On Sun, Aug 05, 2018 at 02:38:22PM -0700, Guenter Roeck wrote:
AFAICS it used to be interrupt tolerant for all but x86 up to commit
6894258eda ("dma-mapping: consolidate dma_{alloc,free}_{attrs,coherent}").
A quick test shows that the warning is indeed not seen if I run my test
on v3.18.y.
You would have to ask Christoph why it is now interrupt-intolerant for all
architectures.
interrupt-tolerant actually is a very odd wording. x86 itself (at least
unless using an iommu) actually is fine with calling dma_free_* with
interrupts disabled, but many other architectures are not. For many
architectures that are not cache coherent we'll have to manipulale
the kernel page tables when freeing coherent memory, which we absolutely
can't do from irq context. And as usual in the kernel we try to enforce
the same rules on everyone to allow for portable code.

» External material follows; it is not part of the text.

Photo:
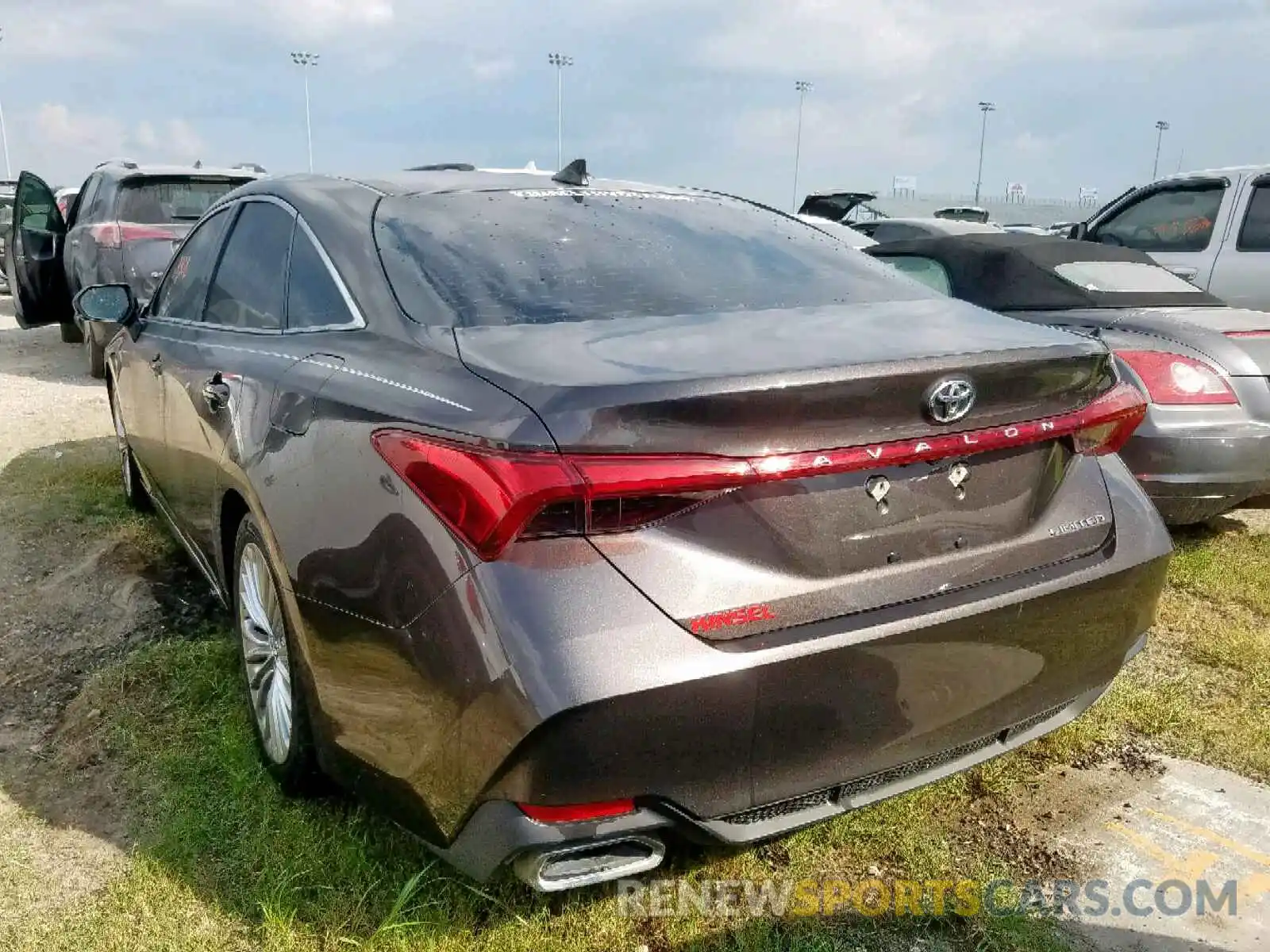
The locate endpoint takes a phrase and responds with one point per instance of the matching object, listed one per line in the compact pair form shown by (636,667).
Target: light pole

Also except for the odd USB use cases that abuses dma_alloc_coherent
for the bounce buffers in device local memory you are doing something
wrong if you call dma_alloc*/dma_free* anywhere but during device
initialization and removal. These are slow path interfaces for
allocating memory for things like descriptors and similar. Your fast
path should be using dma_map*/dma_unmap*.